In his treatise “De salubri potu dissertatio”, Sacchi describes a method for making still wines sparkling and frothy by introducing must or raisins in the bottle. Anyone think this sounds extremely similar to the classic method?

4. How do you serve champagne?

Champagne should be served between 6 and 8 °C for a young wine and up to 10 °C for a mature Champagne or vintage wine.

If the bottle has been left outside the fridge, never put it in the freezer! Instead, grab a bucket, fill it with ice, add rock salt and put the bottle in there. It’s a much quicker way of bringing the wine to the right temperature – the result is guaranteed.

5. Who was the first Champagne influencer in history?

Champagne has always been a part of the French tradition and is a French icon worldwide. There was, however,  one person who was even more influential in achieving this: Napoleon Bonaparte.

The French Emperor is quoted to say “In victory you deserve Champagne. In defeat, you need it.” In fact, it seems Champagne was the only wine he drank, a passion influenced by his friend Jean-Rémy Moët, grandson of the founder of the Moët & Chandon winery.

xtraWine’s 3 must-have Champagnes for your cellar

At xtraWine you can find the best French Champagnes to celebrate your most important occasions with class and elegance. Here are the three must-have Champagne wines for your collection.

Romain Henin Champagne L’Appel de la Foret Extra Brut

Romain Henin Champagne L’Appel de la Foret Extra Brut is a Champagne with a fine perlage with fruity and floral aromas on the nose, accompanied by pastry notes. On the palate it’s a fresh, mineral wine with a long finish.

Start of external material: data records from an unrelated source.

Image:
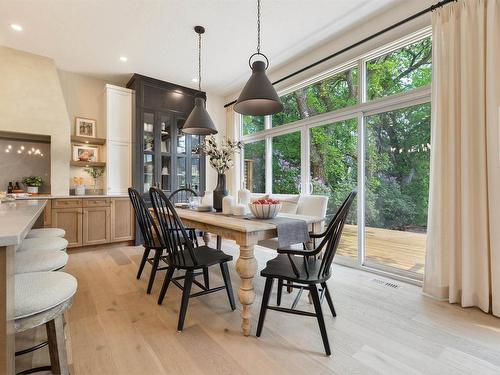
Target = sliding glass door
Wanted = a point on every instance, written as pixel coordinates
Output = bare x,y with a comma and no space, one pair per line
366,126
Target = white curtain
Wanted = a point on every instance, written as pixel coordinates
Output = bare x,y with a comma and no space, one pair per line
463,242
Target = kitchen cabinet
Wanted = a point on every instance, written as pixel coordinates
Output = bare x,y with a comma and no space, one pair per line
119,116
94,220
163,155
69,219
122,220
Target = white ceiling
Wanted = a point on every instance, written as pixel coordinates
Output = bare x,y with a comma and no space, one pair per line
157,37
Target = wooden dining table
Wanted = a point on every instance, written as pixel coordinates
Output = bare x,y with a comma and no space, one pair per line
246,233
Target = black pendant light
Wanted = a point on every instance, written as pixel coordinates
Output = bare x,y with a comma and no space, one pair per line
258,97
199,121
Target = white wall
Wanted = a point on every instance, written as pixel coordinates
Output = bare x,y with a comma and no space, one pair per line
31,101
215,108
338,42
347,38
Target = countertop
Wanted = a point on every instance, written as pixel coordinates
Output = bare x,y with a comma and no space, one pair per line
43,196
17,218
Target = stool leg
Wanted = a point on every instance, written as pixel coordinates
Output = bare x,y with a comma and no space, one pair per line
57,346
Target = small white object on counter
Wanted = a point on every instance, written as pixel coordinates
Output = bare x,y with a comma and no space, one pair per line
227,204
244,198
239,209
79,189
208,199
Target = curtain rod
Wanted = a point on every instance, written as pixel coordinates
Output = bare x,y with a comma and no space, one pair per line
362,41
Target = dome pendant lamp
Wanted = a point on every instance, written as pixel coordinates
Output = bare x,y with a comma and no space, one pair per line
199,121
258,97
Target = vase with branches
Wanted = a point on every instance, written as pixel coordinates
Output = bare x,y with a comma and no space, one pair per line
221,158
95,173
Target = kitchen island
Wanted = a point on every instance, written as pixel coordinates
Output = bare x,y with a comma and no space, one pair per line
16,219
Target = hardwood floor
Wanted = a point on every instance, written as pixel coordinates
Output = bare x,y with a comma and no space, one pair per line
398,249
115,328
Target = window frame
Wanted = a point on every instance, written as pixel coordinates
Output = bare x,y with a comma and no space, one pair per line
361,110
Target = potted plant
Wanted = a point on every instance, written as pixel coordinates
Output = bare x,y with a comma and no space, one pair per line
220,157
32,184
95,173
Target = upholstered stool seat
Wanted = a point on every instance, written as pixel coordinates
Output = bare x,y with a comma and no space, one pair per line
43,243
40,260
41,298
46,232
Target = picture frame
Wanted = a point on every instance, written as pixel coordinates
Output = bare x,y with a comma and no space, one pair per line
85,153
85,127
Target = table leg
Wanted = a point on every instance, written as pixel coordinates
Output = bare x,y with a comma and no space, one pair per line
246,266
206,238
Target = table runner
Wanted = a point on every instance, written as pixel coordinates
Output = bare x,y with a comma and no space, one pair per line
290,231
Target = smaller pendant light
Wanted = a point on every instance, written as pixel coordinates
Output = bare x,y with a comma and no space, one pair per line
199,121
258,97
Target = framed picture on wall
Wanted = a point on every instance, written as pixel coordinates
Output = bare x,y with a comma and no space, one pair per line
85,127
85,153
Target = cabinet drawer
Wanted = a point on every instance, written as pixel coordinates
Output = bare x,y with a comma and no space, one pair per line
96,202
66,203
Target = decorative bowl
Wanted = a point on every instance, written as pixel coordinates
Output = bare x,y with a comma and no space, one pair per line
264,211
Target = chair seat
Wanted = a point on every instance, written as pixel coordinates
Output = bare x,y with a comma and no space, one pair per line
205,256
46,232
40,260
41,291
43,243
281,268
272,243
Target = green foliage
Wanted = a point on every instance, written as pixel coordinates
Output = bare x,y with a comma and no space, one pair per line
34,181
95,172
252,124
397,155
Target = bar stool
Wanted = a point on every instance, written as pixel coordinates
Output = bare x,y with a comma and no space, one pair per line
43,243
46,232
42,298
40,261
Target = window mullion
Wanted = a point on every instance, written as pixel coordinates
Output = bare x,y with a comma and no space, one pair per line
269,165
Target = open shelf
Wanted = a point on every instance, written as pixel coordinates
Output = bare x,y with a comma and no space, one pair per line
88,140
87,163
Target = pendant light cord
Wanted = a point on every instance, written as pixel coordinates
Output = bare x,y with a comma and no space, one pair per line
199,62
258,26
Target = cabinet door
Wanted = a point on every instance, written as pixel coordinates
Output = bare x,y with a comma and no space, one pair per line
96,225
47,214
119,114
119,172
122,220
69,219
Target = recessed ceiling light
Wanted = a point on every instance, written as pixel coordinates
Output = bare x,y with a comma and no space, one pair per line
16,27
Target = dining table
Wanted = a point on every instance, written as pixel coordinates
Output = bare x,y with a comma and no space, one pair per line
246,233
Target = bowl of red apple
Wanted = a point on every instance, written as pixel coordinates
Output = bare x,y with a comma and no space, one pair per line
265,208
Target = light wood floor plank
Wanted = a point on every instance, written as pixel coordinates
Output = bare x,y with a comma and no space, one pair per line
114,327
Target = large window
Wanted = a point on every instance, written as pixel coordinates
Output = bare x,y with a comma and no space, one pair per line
376,141
286,164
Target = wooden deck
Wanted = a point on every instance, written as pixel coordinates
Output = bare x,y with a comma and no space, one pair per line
402,250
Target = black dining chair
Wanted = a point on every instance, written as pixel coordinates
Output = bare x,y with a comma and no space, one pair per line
185,256
150,236
302,269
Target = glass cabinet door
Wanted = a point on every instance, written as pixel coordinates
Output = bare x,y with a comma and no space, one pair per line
149,171
165,167
149,133
195,174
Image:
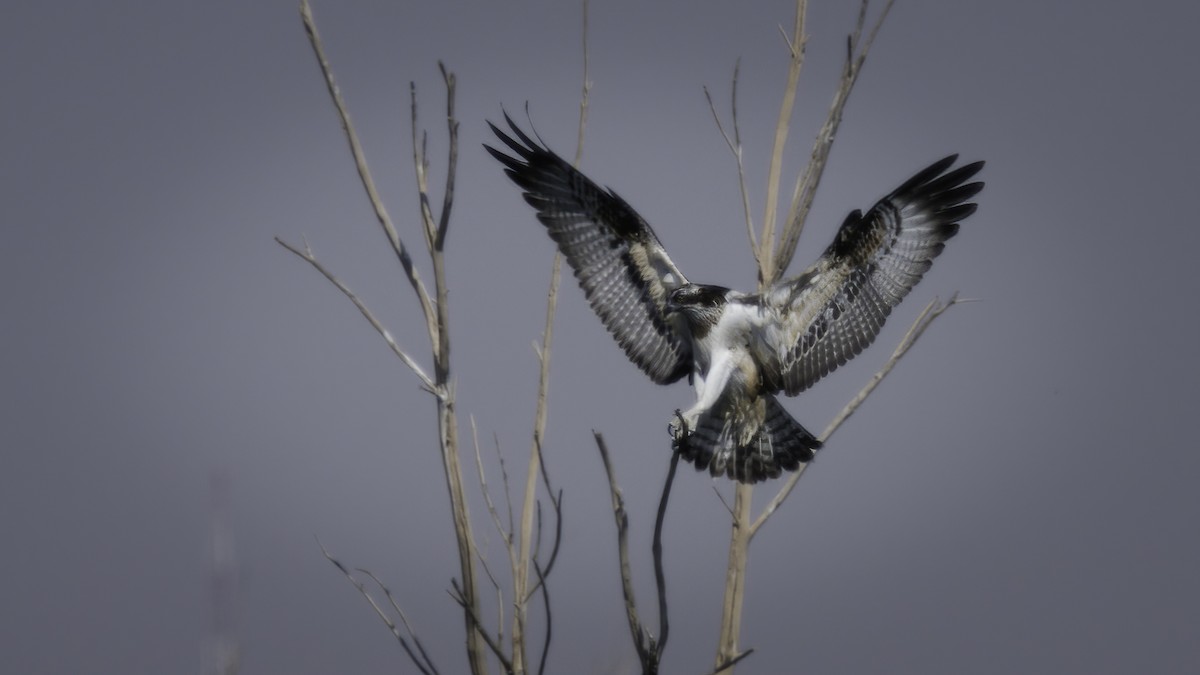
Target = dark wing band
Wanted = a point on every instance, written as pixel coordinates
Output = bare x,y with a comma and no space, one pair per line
617,260
837,308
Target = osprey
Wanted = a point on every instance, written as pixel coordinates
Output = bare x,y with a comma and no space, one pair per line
739,350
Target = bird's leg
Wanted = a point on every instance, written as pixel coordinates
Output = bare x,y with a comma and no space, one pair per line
679,431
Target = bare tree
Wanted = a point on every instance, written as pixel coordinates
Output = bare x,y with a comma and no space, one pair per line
523,542
521,529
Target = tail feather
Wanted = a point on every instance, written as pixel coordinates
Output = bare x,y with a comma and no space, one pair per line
778,444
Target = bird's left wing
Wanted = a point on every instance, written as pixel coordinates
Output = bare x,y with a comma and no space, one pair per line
619,263
823,317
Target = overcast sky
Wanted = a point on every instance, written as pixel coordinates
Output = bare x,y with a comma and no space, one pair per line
1019,496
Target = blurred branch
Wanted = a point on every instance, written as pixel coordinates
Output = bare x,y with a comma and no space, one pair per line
307,256
796,61
773,261
648,650
419,658
433,309
736,148
360,163
807,186
924,320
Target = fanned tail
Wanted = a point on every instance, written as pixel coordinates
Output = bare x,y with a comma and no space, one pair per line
780,443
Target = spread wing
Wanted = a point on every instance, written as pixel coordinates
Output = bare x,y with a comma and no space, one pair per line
617,260
823,317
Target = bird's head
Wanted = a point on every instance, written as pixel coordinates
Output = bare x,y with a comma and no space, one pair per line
697,303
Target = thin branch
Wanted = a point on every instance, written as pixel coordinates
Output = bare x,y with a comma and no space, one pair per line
550,622
309,257
642,641
483,485
504,481
736,148
479,627
731,662
924,320
453,160
521,575
403,617
657,549
585,94
360,163
796,61
423,664
807,186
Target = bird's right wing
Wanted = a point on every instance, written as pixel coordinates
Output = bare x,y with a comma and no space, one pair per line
835,309
619,263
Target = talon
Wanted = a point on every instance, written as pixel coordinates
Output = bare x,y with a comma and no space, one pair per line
678,431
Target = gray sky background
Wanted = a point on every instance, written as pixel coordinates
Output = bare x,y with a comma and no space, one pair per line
1019,496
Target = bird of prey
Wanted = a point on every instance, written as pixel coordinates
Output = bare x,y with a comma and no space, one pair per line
737,348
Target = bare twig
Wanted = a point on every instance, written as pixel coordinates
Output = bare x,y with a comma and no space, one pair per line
726,665
478,627
809,181
550,622
585,94
657,550
796,61
309,257
933,310
360,163
643,643
419,658
403,617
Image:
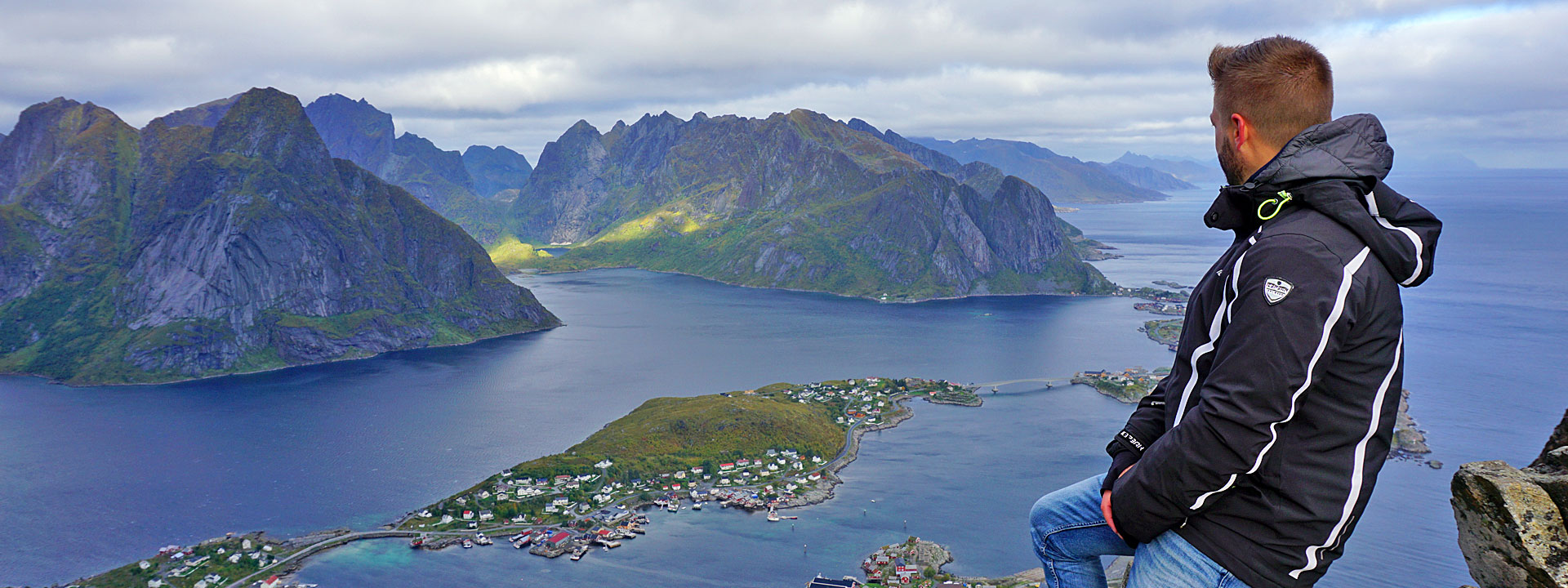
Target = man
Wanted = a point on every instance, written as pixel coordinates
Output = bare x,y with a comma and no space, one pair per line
1250,465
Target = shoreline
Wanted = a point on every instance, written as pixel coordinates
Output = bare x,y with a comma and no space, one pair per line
56,381
334,538
535,272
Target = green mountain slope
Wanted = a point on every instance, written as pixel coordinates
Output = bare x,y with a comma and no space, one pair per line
184,252
794,201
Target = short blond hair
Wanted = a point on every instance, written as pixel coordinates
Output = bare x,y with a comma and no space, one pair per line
1280,83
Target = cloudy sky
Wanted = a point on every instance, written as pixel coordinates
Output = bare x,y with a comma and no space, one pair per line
1484,80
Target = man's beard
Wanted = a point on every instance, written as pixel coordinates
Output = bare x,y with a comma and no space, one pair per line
1232,165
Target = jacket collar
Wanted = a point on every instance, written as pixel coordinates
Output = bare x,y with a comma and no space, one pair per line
1351,149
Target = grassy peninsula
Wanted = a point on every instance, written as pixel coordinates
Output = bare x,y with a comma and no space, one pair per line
777,446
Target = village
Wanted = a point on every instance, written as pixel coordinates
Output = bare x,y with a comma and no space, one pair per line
1128,386
918,564
599,507
557,507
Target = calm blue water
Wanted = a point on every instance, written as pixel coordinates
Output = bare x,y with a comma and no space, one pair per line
107,475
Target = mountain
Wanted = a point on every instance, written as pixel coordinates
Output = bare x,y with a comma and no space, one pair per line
1145,177
1067,179
497,173
187,250
1183,170
792,201
443,179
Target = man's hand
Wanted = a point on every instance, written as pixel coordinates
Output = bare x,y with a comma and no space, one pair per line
1104,502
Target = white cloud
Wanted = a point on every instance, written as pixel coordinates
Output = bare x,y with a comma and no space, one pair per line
1084,78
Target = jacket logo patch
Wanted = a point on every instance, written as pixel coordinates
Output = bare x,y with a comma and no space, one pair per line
1275,291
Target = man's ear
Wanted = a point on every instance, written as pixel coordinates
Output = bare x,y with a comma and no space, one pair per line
1241,131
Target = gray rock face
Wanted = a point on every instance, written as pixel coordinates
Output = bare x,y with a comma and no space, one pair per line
1147,177
1067,179
795,201
184,252
1510,521
497,173
1183,170
358,132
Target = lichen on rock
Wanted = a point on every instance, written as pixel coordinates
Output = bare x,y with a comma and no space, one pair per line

Try it with fish and with shellfish starters or with a selection of cheeses.

Lacuisse Frères Champagne 1er Cru Cosson Millesime Brut Nature 2012

The Champagne Lacuisse Frères 1er Cru Cosson Millesime Brut Nature 2012 has a fine perlage and a bright gold colour. On the nose it releases hints of citrus while on the palate it is a mineral wine, clean and long.

A real joy for the palate, with excellent value for money.

Laurent Perrier Champagne Brut Millesime 2012

The Millesime is the choice of an exceptional year, from which the Grands Crus of Chardonnay and Pinot Noir were selected to go into the blend of a future Grand Siècle. This is a rare and exceptional wine, expressing the character of the vintage in the Laurent-Perrier style.